Most of us who grew up in the US (and quite probably many outside the US, as well) know of the "Magic 8 Ball." Ask the ball a question, shake it up for a moment, then flip it over: on the glass you'll see the mystical answer to your question.
While amusing, it's not terribly satisfying. It's more interesting, however, when the ball asks you questions. 20Q plays the "twenty questions" game, wherein a person thinks of a specific thing. The sphere asks the questions, and has 20 shots to narrow down the possibilities; the user can answer "yes," "no," "sometimes," "rarely" and a few other relatively ambivalent responses. Nearly every time -- about 8 times out of 10 -- the ball will arrive at the right answer by the time its 20 questions are up.
Impressive, to be sure, and a fun example of the increasing sophistication of artificial intelligence software. 20Q uses a neural network with a million synaptic connections. It's based on 20Q.net, an online twenty questions game; unlike the toy, the online version continues to learn with each new player. After over 16 million queries, the online 20 questions game is startlingly sharp. While nobody would assert that 20Q was at all sentient, its ability to ferret out the right answer via guesses is uncanny. According to an entry on Kevin Kelly's "Cool Tools" list, the online version has 10 million synaptic associations, and well over 10,000 objects that it knows about. At this point, the major factor limiting its continued improvement is the number of people connecting to it who don't speak much English.
The 20Q project, along with ontological knowledge bases like Cyc, demonstrate the importance of broad knowledge about the world for artificial intelligence. The massive database for the Cyc project -- over 300,000 assertions about nearly 50,000 concepts -- makes it possible for Cyc to display a "common sense" understanding of potentially ambiguous situations and natural language phrases. 20Q uses non-hierarchical neural networks and Cyc uses a structured hierarchical knowledge tree, but it's clear that they're both relying on the same underlying philosophy: more information, with more connections, gives better results. I'd be interested in seeing how well a Cyc routine would do against 20Q.
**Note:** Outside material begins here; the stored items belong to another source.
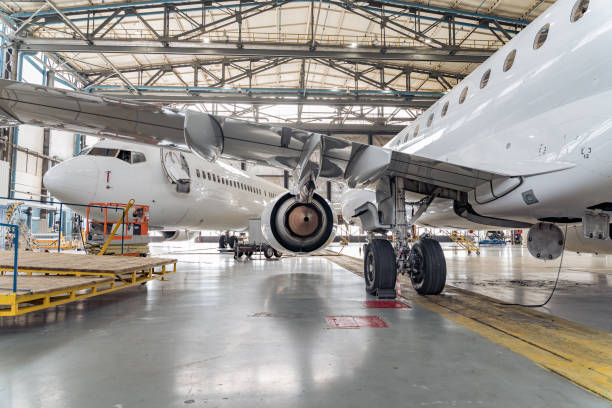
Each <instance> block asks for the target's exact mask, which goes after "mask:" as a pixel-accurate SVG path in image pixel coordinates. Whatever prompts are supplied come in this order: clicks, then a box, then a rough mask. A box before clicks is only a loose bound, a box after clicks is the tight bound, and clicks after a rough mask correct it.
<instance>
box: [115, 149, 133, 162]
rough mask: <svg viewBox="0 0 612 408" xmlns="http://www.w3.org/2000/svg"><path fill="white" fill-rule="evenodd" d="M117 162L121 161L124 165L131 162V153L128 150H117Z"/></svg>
mask: <svg viewBox="0 0 612 408" xmlns="http://www.w3.org/2000/svg"><path fill="white" fill-rule="evenodd" d="M117 158H118V159H119V160H123V161H124V162H126V163H131V162H132V152H130V151H129V150H119V155H118V156H117Z"/></svg>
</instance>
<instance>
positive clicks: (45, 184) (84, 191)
mask: <svg viewBox="0 0 612 408" xmlns="http://www.w3.org/2000/svg"><path fill="white" fill-rule="evenodd" d="M43 184H44V186H45V188H46V189H47V190H49V191H50V192H51V195H52V196H54V197H55V198H57V199H58V200H60V201H63V202H66V203H75V204H89V203H91V202H94V198H95V195H96V188H97V186H98V166H97V165H96V164H95V163H93V162H92V161H87V162H86V163H84V162H83V160H82V157H74V158H72V159H69V160H66V161H64V162H62V163H60V164H58V165H56V166H54V167H52V168H50V169H49V170H48V171H47V172H46V173H45V175H44V176H43Z"/></svg>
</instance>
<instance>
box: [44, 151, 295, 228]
mask: <svg viewBox="0 0 612 408" xmlns="http://www.w3.org/2000/svg"><path fill="white" fill-rule="evenodd" d="M93 148H94V149H96V148H107V149H113V150H117V151H127V152H139V153H142V154H144V156H145V158H146V160H145V161H143V162H138V163H128V162H126V161H123V160H121V159H120V158H118V157H116V155H115V157H107V156H99V155H92V150H89V149H88V150H87V151H85V152H84V154H82V155H79V156H76V157H73V158H71V159H69V160H66V161H64V162H62V163H60V164H59V165H57V166H55V167H53V168H52V169H50V170H49V171H48V172H47V173H46V174H45V177H44V184H45V186H46V188H48V189H49V191H50V192H51V194H52V195H53V196H54V197H56V198H57V199H59V200H60V201H62V202H66V203H76V204H89V203H127V202H128V201H129V200H130V199H132V198H133V199H134V200H135V202H136V204H141V205H148V206H149V207H150V209H149V215H150V228H157V229H170V230H172V229H191V230H204V229H212V230H232V231H241V230H244V229H246V228H247V227H248V222H249V219H250V218H259V217H260V216H261V213H262V211H263V208H264V206H265V204H266V203H268V202H270V201H272V200H273V198H275V197H276V196H277V195H278V194H280V193H282V192H284V191H286V190H285V189H283V188H282V187H279V186H278V185H276V184H273V183H270V182H268V181H266V180H263V179H261V178H259V177H255V176H252V175H250V174H248V173H247V172H244V171H241V170H239V169H236V168H234V167H232V166H230V165H229V164H227V163H224V162H222V161H218V162H215V163H211V162H208V161H206V160H204V159H201V158H199V157H198V156H196V155H194V154H192V153H187V152H182V153H179V154H182V155H183V157H184V158H185V160H186V162H187V165H188V168H189V175H190V179H191V181H190V191H189V192H188V193H182V192H178V191H177V188H176V185H175V184H173V183H172V182H171V181H170V180H169V178H168V176H167V174H166V171H165V170H164V167H163V166H164V164H163V162H162V159H161V154H160V152H161V149H160V148H159V147H154V146H147V145H141V144H133V143H126V142H119V141H111V140H103V141H101V142H99V143H97V144H96V145H94V146H93ZM163 150H164V151H168V149H163ZM98 151H99V150H98ZM94 152H95V150H94ZM209 175H210V178H209ZM71 208H72V209H73V210H75V211H77V212H78V213H80V214H81V215H83V216H85V215H86V210H85V208H84V207H78V206H72V207H71ZM93 213H95V211H94V212H92V214H93ZM90 217H91V214H90Z"/></svg>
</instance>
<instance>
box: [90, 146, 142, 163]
mask: <svg viewBox="0 0 612 408" xmlns="http://www.w3.org/2000/svg"><path fill="white" fill-rule="evenodd" d="M79 155H89V156H103V157H116V158H118V159H119V160H123V161H124V162H126V163H130V164H133V163H142V162H145V161H147V157H146V156H145V155H144V153H141V152H134V151H130V150H119V149H108V148H106V147H90V148H89V149H85V150H83V151H82V152H81V153H79Z"/></svg>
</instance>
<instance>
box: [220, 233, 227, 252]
mask: <svg viewBox="0 0 612 408" xmlns="http://www.w3.org/2000/svg"><path fill="white" fill-rule="evenodd" d="M226 246H227V239H226V238H225V235H221V236H220V237H219V248H221V249H224V248H225V247H226Z"/></svg>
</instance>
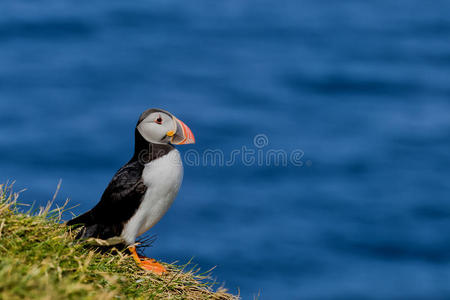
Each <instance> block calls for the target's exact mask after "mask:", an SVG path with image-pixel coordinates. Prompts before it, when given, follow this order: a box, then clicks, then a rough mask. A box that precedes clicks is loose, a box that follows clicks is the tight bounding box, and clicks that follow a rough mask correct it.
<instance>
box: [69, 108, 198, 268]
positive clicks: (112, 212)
mask: <svg viewBox="0 0 450 300" xmlns="http://www.w3.org/2000/svg"><path fill="white" fill-rule="evenodd" d="M134 134H135V144H134V153H133V156H132V157H131V159H130V161H129V162H127V163H126V164H125V165H124V166H122V167H121V168H120V169H119V170H118V171H117V172H116V174H115V175H114V176H113V178H112V180H111V182H110V183H109V184H108V186H107V187H106V189H105V191H104V192H103V195H102V197H101V199H100V201H99V202H98V203H97V205H95V207H94V208H92V209H91V210H89V211H88V212H86V213H84V214H82V215H80V216H78V217H75V218H74V219H72V220H70V221H68V222H67V223H66V224H67V225H68V226H74V227H82V229H81V231H79V233H78V235H77V236H76V238H77V239H90V238H93V239H95V240H100V241H104V242H105V243H106V244H107V245H109V246H111V245H116V244H122V245H125V246H126V247H128V250H129V251H130V253H131V255H132V257H133V258H134V260H135V262H136V263H137V265H138V266H139V267H141V268H142V269H144V270H147V271H150V272H152V273H155V274H158V275H162V274H163V273H165V272H166V269H165V268H164V266H162V265H161V264H160V263H158V262H156V260H154V259H150V258H146V257H143V256H139V255H138V254H137V252H136V247H135V245H136V238H137V237H138V236H140V235H141V234H143V233H144V232H146V231H147V230H149V229H150V228H152V227H153V226H154V225H155V224H156V223H157V222H158V221H159V220H160V219H161V218H162V217H163V216H164V214H165V213H166V212H167V210H168V209H169V207H170V206H171V205H172V203H173V201H174V199H175V197H176V195H177V193H178V190H179V188H180V185H181V182H182V180H183V163H182V160H181V155H180V152H179V151H178V150H177V149H176V148H175V146H174V145H184V144H193V143H195V138H194V135H193V133H192V131H191V130H190V129H189V127H188V126H187V125H186V124H184V123H183V122H182V121H181V120H179V119H178V118H176V117H175V116H174V115H173V114H171V113H169V112H168V111H165V110H162V109H158V108H150V109H147V110H146V111H144V112H143V113H142V114H141V116H140V117H139V120H138V122H137V124H136V128H135V130H134Z"/></svg>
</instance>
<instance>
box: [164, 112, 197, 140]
mask: <svg viewBox="0 0 450 300" xmlns="http://www.w3.org/2000/svg"><path fill="white" fill-rule="evenodd" d="M173 119H174V121H175V123H176V130H175V133H174V134H173V132H170V133H172V134H173V136H172V140H171V143H172V144H175V145H185V144H194V143H195V137H194V134H193V133H192V131H191V129H189V127H187V125H186V124H184V123H183V122H182V121H181V120H178V119H177V118H176V117H173Z"/></svg>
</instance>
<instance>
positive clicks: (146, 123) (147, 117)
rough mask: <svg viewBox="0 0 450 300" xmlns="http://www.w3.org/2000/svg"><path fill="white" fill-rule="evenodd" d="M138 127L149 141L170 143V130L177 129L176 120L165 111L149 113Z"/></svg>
mask: <svg viewBox="0 0 450 300" xmlns="http://www.w3.org/2000/svg"><path fill="white" fill-rule="evenodd" d="M137 129H138V130H139V133H140V134H141V135H142V136H143V137H144V139H145V140H146V141H147V142H150V143H154V144H168V143H169V141H170V140H171V137H170V136H168V135H167V133H168V132H170V131H172V132H175V131H176V130H177V124H176V121H175V120H174V119H173V118H172V117H171V116H170V115H168V114H166V113H164V112H159V111H157V112H153V113H151V114H149V115H148V116H147V117H146V118H145V119H144V120H142V122H141V123H139V125H138V127H137Z"/></svg>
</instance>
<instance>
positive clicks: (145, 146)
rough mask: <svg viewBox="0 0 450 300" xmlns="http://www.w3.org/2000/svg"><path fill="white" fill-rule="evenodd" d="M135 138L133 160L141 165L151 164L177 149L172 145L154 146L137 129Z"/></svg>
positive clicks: (132, 158)
mask: <svg viewBox="0 0 450 300" xmlns="http://www.w3.org/2000/svg"><path fill="white" fill-rule="evenodd" d="M134 136H135V138H134V155H133V158H132V159H131V160H132V161H136V160H137V161H139V162H140V163H141V164H146V163H149V162H151V161H152V160H155V159H157V158H159V157H161V156H164V155H166V154H167V153H169V152H170V151H172V150H173V149H175V147H174V146H172V145H170V144H153V143H150V142H147V141H146V140H145V139H144V137H143V136H142V135H141V134H140V133H139V131H138V130H137V128H136V129H135V132H134Z"/></svg>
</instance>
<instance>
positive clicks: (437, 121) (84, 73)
mask: <svg viewBox="0 0 450 300" xmlns="http://www.w3.org/2000/svg"><path fill="white" fill-rule="evenodd" d="M0 12H1V13H0V137H1V139H0V181H1V182H5V181H6V180H7V179H14V180H16V181H17V182H16V185H15V189H16V190H20V189H22V188H27V191H26V192H24V193H23V194H22V195H21V201H22V202H26V203H31V202H33V201H36V202H37V203H39V204H43V203H46V202H47V201H48V200H49V199H51V197H52V195H53V192H54V191H55V189H56V185H57V182H58V180H59V179H60V178H61V179H62V188H61V191H60V193H59V196H58V198H57V202H58V203H59V204H62V203H63V202H64V200H65V199H66V198H70V199H71V204H73V205H76V204H79V206H78V207H77V208H75V209H74V212H75V213H77V214H78V213H81V212H84V211H85V210H87V209H89V208H91V207H92V206H93V205H94V204H95V203H96V202H97V201H98V199H99V198H100V196H101V194H102V192H103V189H104V188H105V187H106V185H107V184H108V182H109V180H110V179H111V177H112V176H113V174H114V173H115V171H116V170H117V169H118V168H119V167H121V166H122V164H124V163H125V162H127V161H128V159H129V158H130V156H131V152H132V149H133V130H134V126H135V123H136V121H137V118H138V116H139V114H140V113H141V112H142V111H144V110H145V109H147V108H149V107H161V108H164V109H167V110H169V111H170V112H172V113H174V114H175V115H176V116H178V117H179V118H180V119H181V120H183V121H185V122H186V123H187V124H188V125H189V126H190V128H191V129H192V131H193V132H194V134H195V136H196V139H197V144H195V145H193V146H184V147H179V150H180V151H181V152H182V153H186V151H188V150H190V149H195V150H198V151H200V152H202V151H205V150H206V149H220V150H222V151H223V152H224V153H225V154H227V153H230V152H231V151H232V150H233V149H241V147H242V146H247V147H249V148H252V147H253V148H254V149H255V147H254V146H253V138H254V136H255V135H256V134H265V135H266V136H267V137H268V139H269V145H267V146H266V147H265V148H264V150H269V149H283V150H284V151H286V152H287V153H289V152H290V151H293V150H294V149H301V150H303V151H304V154H305V155H304V158H303V159H304V162H305V164H304V165H303V166H302V167H298V166H293V165H291V164H289V165H288V166H286V167H283V166H276V165H274V164H269V165H264V166H258V165H252V166H246V165H244V164H243V163H242V162H237V163H236V164H234V165H232V166H212V165H208V166H186V167H185V179H184V182H183V186H182V188H181V191H180V193H179V196H178V198H177V199H176V201H175V203H174V205H173V206H172V208H171V209H170V211H169V213H168V214H167V215H166V216H165V217H164V218H163V220H162V221H161V222H160V223H159V224H158V225H157V226H156V227H154V228H153V229H152V230H151V232H150V233H151V234H157V235H158V240H157V241H156V243H155V244H154V247H152V248H150V249H148V251H147V254H148V255H151V256H154V257H157V258H159V259H162V260H165V261H175V260H178V261H180V262H181V263H184V262H186V261H188V260H189V259H190V258H191V257H194V261H195V262H196V263H197V264H198V265H199V266H200V267H202V269H203V270H206V269H208V268H210V267H213V266H217V268H216V269H215V270H214V271H213V274H214V276H215V277H216V278H217V280H218V281H219V282H225V287H227V288H228V289H230V290H231V291H232V292H234V293H237V291H238V289H239V290H240V292H241V295H242V297H243V298H244V299H252V298H253V296H254V295H257V294H258V293H259V292H260V293H261V297H260V299H392V298H401V299H408V298H409V299H411V298H426V299H440V298H442V299H445V298H446V299H449V298H450V284H449V282H450V232H449V228H450V202H449V195H450V155H449V147H450V118H449V113H450V101H449V98H450V42H449V36H450V2H449V1H444V0H442V1H440V0H435V1H433V2H427V1H419V0H408V1H406V0H400V1H389V0H379V1H356V0H355V1H312V0H311V1H297V0H287V1H282V2H276V1H267V0H227V1H195V2H192V1H184V2H182V1H172V0H157V1H139V0H134V1H129V2H128V3H123V2H119V1H106V0H101V1H100V0H92V1H72V2H69V1H57V0H41V1H33V2H31V1H9V0H7V1H2V2H0ZM306 161H308V162H309V163H308V164H306Z"/></svg>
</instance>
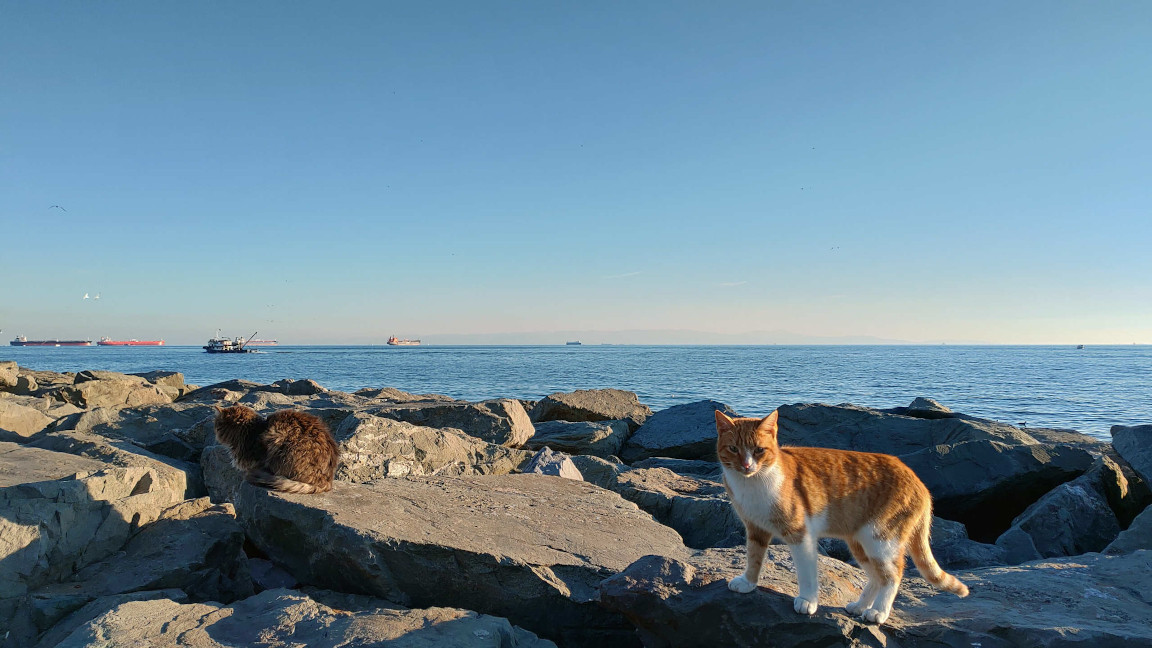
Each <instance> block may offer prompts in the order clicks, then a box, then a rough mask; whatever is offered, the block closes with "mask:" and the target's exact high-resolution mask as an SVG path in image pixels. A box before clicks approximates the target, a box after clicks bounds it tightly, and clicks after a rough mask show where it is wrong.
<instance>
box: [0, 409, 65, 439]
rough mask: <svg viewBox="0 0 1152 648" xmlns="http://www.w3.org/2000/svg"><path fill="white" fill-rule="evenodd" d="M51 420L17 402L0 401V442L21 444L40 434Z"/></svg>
mask: <svg viewBox="0 0 1152 648" xmlns="http://www.w3.org/2000/svg"><path fill="white" fill-rule="evenodd" d="M52 421H53V420H52V419H50V417H48V416H46V415H44V414H43V413H40V412H39V410H37V409H35V408H32V407H28V406H26V405H22V404H20V402H17V401H16V400H15V399H7V398H6V399H0V440H9V442H17V443H18V442H23V440H26V439H29V438H31V437H33V436H36V435H37V434H39V432H41V431H43V430H44V429H45V428H47V427H48V424H51V423H52Z"/></svg>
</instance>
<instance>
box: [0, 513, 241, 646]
mask: <svg viewBox="0 0 1152 648" xmlns="http://www.w3.org/2000/svg"><path fill="white" fill-rule="evenodd" d="M243 544H244V533H243V530H242V529H241V528H240V525H237V523H236V520H235V517H234V513H233V510H232V505H228V504H225V505H222V506H212V505H211V503H209V502H207V498H204V499H203V500H189V502H187V503H183V504H180V505H176V506H174V507H172V508H169V510H167V511H165V512H162V513H161V514H160V517H159V518H158V519H157V520H156V521H153V522H151V523H149V525H146V526H144V527H143V528H142V529H141V530H139V532H138V533H137V534H136V535H135V536H132V537H131V538H130V540H129V541H128V543H127V544H126V545H124V547H123V549H121V550H120V551H119V552H116V553H115V555H113V556H111V557H109V558H108V559H106V560H103V562H100V563H97V564H93V565H89V566H88V567H85V568H82V570H79V571H78V572H76V573H75V574H73V575H71V577H70V578H68V579H67V580H65V581H62V582H58V583H53V585H48V586H45V587H41V588H39V589H38V590H36V592H33V593H31V594H30V595H29V596H26V597H25V598H24V601H22V605H20V608H22V609H18V610H17V611H16V615H15V616H16V617H24V612H25V611H26V613H28V615H26V616H28V618H30V619H31V620H32V621H33V624H35V625H36V631H37V633H39V632H44V631H46V630H47V628H50V627H52V626H53V625H55V624H56V623H58V621H59V620H61V619H62V618H63V617H66V616H67V615H69V613H71V612H74V611H76V610H78V609H79V608H82V606H84V605H86V604H89V603H91V602H92V601H96V600H98V598H101V597H109V596H115V595H121V594H128V593H136V592H150V590H157V589H168V588H174V589H179V590H181V592H182V594H183V596H182V598H187V600H189V601H219V602H222V603H228V602H232V601H235V600H237V598H244V597H248V596H251V595H252V581H251V578H250V577H249V571H248V558H247V557H245V556H244V552H243Z"/></svg>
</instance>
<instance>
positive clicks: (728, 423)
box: [717, 409, 736, 432]
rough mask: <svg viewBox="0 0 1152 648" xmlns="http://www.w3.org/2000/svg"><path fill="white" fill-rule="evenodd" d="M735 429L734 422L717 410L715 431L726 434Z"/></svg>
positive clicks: (724, 414) (733, 421)
mask: <svg viewBox="0 0 1152 648" xmlns="http://www.w3.org/2000/svg"><path fill="white" fill-rule="evenodd" d="M734 429H736V422H735V421H733V420H732V419H729V417H728V415H727V414H725V413H723V412H720V410H719V409H717V431H718V432H728V431H732V430H734Z"/></svg>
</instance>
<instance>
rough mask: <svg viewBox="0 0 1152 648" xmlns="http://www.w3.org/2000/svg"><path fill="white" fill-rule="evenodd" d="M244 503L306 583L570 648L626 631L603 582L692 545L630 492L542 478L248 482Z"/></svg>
mask: <svg viewBox="0 0 1152 648" xmlns="http://www.w3.org/2000/svg"><path fill="white" fill-rule="evenodd" d="M235 504H236V511H237V517H238V518H240V520H241V522H242V525H243V526H244V528H245V530H247V533H248V536H249V538H250V540H251V541H252V542H253V543H255V544H256V545H257V547H258V548H259V549H260V550H262V551H264V552H265V553H266V555H267V556H268V557H270V558H271V559H273V560H274V562H276V563H278V564H279V565H282V566H283V567H285V568H287V570H288V571H289V572H290V573H291V574H293V575H294V577H296V578H297V579H298V580H300V581H301V582H306V583H312V585H316V586H319V587H325V588H331V589H336V590H346V592H364V593H370V594H372V595H376V596H381V597H384V598H387V600H389V601H393V602H396V603H400V604H404V605H429V604H433V603H435V604H441V605H454V606H461V608H465V609H472V610H477V611H480V612H484V613H491V615H500V616H505V615H507V616H508V619H509V620H511V621H513V623H515V624H517V625H521V626H523V627H526V628H529V630H532V631H533V632H538V633H540V634H543V635H546V636H550V638H561V639H562V640H563V641H564V642H571V643H573V645H575V643H583V645H592V643H593V642H597V641H606V642H607V641H620V640H623V638H627V636H628V635H630V628H629V626H627V624H626V623H624V621H623V619H622V618H620V617H619V616H616V615H614V613H612V612H607V611H605V610H602V609H600V608H598V606H597V605H596V600H597V592H596V587H597V583H598V582H599V581H600V580H601V579H604V578H605V577H607V575H611V574H612V573H614V572H616V571H619V570H621V568H623V567H626V566H627V565H628V564H630V563H631V562H634V560H635V559H637V558H639V557H641V556H642V555H644V553H647V552H651V551H658V552H661V553H665V555H668V556H674V557H675V556H683V555H684V553H685V551H687V550H685V549H684V547H683V544H682V543H681V540H680V536H677V535H676V533H675V532H673V530H672V529H669V528H667V527H665V526H662V525H660V523H658V522H655V521H654V520H652V518H651V517H650V515H649V514H647V513H644V512H642V511H639V510H638V508H637V507H636V505H635V504H631V503H629V502H626V500H623V499H622V498H620V496H617V495H615V493H612V492H607V491H605V490H601V489H599V488H596V487H593V485H591V484H588V483H584V482H577V481H573V480H558V479H554V477H546V476H540V475H486V476H479V477H419V479H412V477H409V479H395V480H380V481H377V482H374V483H372V484H349V483H344V482H336V483H335V485H334V488H333V490H332V491H331V492H328V493H325V495H323V496H305V495H287V493H278V492H272V491H268V490H264V489H259V488H256V487H252V485H251V484H248V483H244V484H241V485H240V488H238V489H237V493H236V497H235ZM621 529H628V533H627V534H621Z"/></svg>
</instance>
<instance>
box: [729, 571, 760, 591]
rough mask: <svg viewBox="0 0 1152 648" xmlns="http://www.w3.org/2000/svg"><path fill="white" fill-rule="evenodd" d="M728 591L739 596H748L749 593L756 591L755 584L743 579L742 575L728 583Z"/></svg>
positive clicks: (747, 580)
mask: <svg viewBox="0 0 1152 648" xmlns="http://www.w3.org/2000/svg"><path fill="white" fill-rule="evenodd" d="M728 589H730V590H733V592H738V593H741V594H748V593H749V592H752V590H753V589H756V583H755V582H752V581H750V580H748V579H746V578H744V574H740V575H738V577H736V578H734V579H732V580H730V581H728Z"/></svg>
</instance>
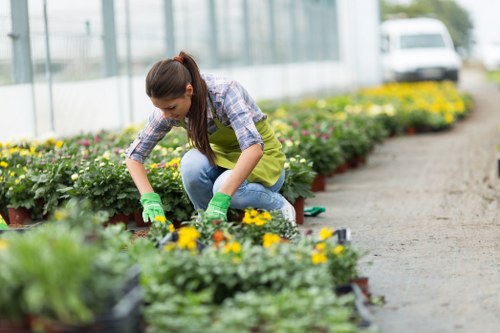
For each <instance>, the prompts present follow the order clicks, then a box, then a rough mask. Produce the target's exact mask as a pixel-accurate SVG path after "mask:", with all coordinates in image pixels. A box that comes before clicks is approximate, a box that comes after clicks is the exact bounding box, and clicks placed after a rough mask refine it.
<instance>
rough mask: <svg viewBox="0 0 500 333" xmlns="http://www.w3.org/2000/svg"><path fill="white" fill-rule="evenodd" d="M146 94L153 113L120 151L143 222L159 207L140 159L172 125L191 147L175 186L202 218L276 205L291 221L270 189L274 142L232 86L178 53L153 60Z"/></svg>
mask: <svg viewBox="0 0 500 333" xmlns="http://www.w3.org/2000/svg"><path fill="white" fill-rule="evenodd" d="M146 94H147V95H148V96H149V98H150V99H151V102H152V103H153V105H154V106H155V107H156V108H158V110H156V111H155V112H154V113H153V114H152V115H151V117H150V118H149V122H148V123H147V125H146V126H145V128H144V129H143V130H142V131H141V132H140V133H139V135H138V138H137V139H136V140H135V141H134V142H133V143H132V144H131V145H130V147H129V148H128V149H127V151H126V156H127V158H126V163H127V167H128V170H129V172H130V175H131V176H132V179H133V180H134V183H135V185H136V186H137V188H138V190H139V192H140V194H141V204H142V206H143V218H144V220H145V221H148V220H150V221H153V220H154V218H155V217H156V216H158V215H160V216H164V211H163V208H162V202H161V198H160V196H159V195H158V194H157V193H154V190H153V187H152V186H151V184H150V183H149V181H148V178H147V174H146V170H145V169H144V166H143V163H144V161H145V159H146V158H147V157H148V155H149V154H150V152H151V151H152V150H153V148H154V147H155V145H156V144H157V143H158V142H159V141H160V140H161V139H163V137H164V136H165V135H166V134H167V133H168V132H169V131H170V130H171V129H172V127H173V126H182V127H184V128H185V129H186V131H187V134H188V138H189V140H190V142H191V143H192V145H193V147H194V148H193V149H191V150H190V151H188V152H187V153H186V154H185V155H184V156H183V157H182V159H181V164H180V173H181V177H182V183H183V185H184V188H185V190H186V192H187V194H188V196H189V198H190V200H191V202H192V203H193V205H194V208H195V209H203V210H205V213H204V218H205V219H206V220H226V219H227V211H228V209H229V207H233V208H237V209H244V208H247V207H253V208H257V209H265V210H268V211H272V210H281V212H282V214H283V216H284V218H286V219H288V220H290V221H292V222H294V223H295V210H294V208H293V206H292V205H291V204H290V203H289V202H288V201H287V200H286V199H285V198H284V197H283V196H282V195H281V194H279V193H278V191H279V190H280V188H281V186H282V185H283V182H284V180H285V172H284V169H283V165H284V161H285V155H284V154H283V151H282V147H281V143H280V142H279V141H278V140H277V139H276V137H275V135H274V132H273V130H272V129H271V128H270V126H269V124H268V123H267V121H266V118H267V116H266V115H265V114H264V113H262V111H261V110H260V109H259V107H258V106H257V105H256V104H255V102H254V101H253V99H252V98H251V97H250V96H249V94H248V92H247V91H246V90H245V89H244V88H243V87H242V86H241V85H240V84H239V83H237V82H235V81H229V80H226V79H224V78H221V77H217V76H214V75H209V74H203V75H202V74H201V73H200V71H199V69H198V65H197V64H196V62H195V60H194V59H193V57H192V56H191V55H189V54H187V53H185V52H180V53H179V55H178V56H175V57H174V58H173V59H167V60H162V61H159V62H157V63H156V64H155V65H153V67H152V68H151V70H150V71H149V73H148V75H147V77H146Z"/></svg>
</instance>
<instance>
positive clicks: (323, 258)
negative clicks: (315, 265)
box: [311, 252, 328, 265]
mask: <svg viewBox="0 0 500 333" xmlns="http://www.w3.org/2000/svg"><path fill="white" fill-rule="evenodd" d="M311 261H312V263H313V264H314V265H319V264H324V263H326V262H327V261H328V258H327V257H326V256H325V255H324V254H323V253H318V252H314V253H313V254H312V255H311Z"/></svg>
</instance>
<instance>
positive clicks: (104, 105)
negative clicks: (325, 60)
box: [0, 0, 381, 142]
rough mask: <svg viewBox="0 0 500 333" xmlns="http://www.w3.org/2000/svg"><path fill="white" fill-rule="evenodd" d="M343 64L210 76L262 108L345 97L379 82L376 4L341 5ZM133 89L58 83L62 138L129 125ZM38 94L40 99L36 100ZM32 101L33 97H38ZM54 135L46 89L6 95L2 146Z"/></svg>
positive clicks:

Until that day, 20Q will have to put up with guessing what humans are thinking. Warning: it's easy to find that a couple of hours have passed while trying to stump the computer. Trust me.
Comments (8)
Cool stuff.
I beat it on the first attempt, though.
Posted by Joseph Willemssen | May 9, 2005 9:35 PM
Posted on May 9, 2005 21:35
What were you thinking of when you beat it, Joseph? I suppose that it's possible to fool it by thinking about really esoteric stuff, but then, you fooled it AND made it learn..
Posted by Mikhail Capone | May 9, 2005 11:41 PM
Posted on May 9, 2005 23:41
Yeah, I toasted it on the first try, too, but I chose something really evil: an eigenvector. :) (There's no way a human would've gotten that either.)
I like how when it loses it just gives you this totally random list of other things that stumped it, hoping your thing is similar.
Posted by Jeremy Faludi | May 10, 2005 3:17 AM
Posted on May 10, 2005 03:17
I beat it with parrot. It did come up with love bird on question 18, but that's not what I was going for. Then on 20 it asked if I was thinking of a smurf =). On 24 it came back to just "bird" and I accepted that. Turns out "african parrot" (which literally what I wanted) was listed as a similar object in the databse (along with skink, chinchilla, and a few other oddities).
Problem was, the system didn't agree with me that parrots like to play, that they sometimes hop, sometimes talk, and several other things. Still, the love bird guess was pretty darn close and within 20 questions.
Posted by Stephen A. Fuqua | May 10, 2005 9:53 AM
Posted on May 10, 2005 09:53
The object I thought of was an eye patch. Arrrgh!
The test tells you upfront: "The object you think of should be something that most people would know about, but, never a specific person, place or thing." So keep that in mind.
Posted by Joseph Willemssen | May 10, 2005 11:33 AM
Posted on May 10, 2005 11:33
I though about bok choi. Q20 actually guessed it, but only after 19 questions. One more question, and I would have won!
But anyway, it's a remarkable piece of software.
Posted by Sergiy Grynko | May 10, 2005 1:10 PM
Posted on May 10, 2005 13:10
I beat it with "mushroom," "photocopier," and "parsnip." But it will keep learning. If someone could hybridize this with "Wikipedia," it would be scary.
Posted by David Foley | May 10, 2005 2:40 PM
Posted on May 10, 2005 14:40
I beat it with scrapheap, smile, canal, garage, my friend Rebecca, hinge, badger, and articulated lorry. It won with brick and 'blade of grass'.
The conventional wisdom aspect is fascinating... the fact that other people's responses modify the definitino of a given thing. I'd like to track how a defintion changes over time, have access to the number of inputs and get a sense of how that affects the guesses made by 20Q.
I ran 'hinge' a second time to see if it was any faster the second time round. I expected it to come up with the answer in 10-15 questions. It took 19.
I am going to start feeding it geographical information like placenames - places I know about - so that it becomes a potential source of information. I can imagine doing Statue of Liberty, or Oakland Bay Bridge, or lesser known places like 'Crouch End' or 'Pioneer Courthouse Square'.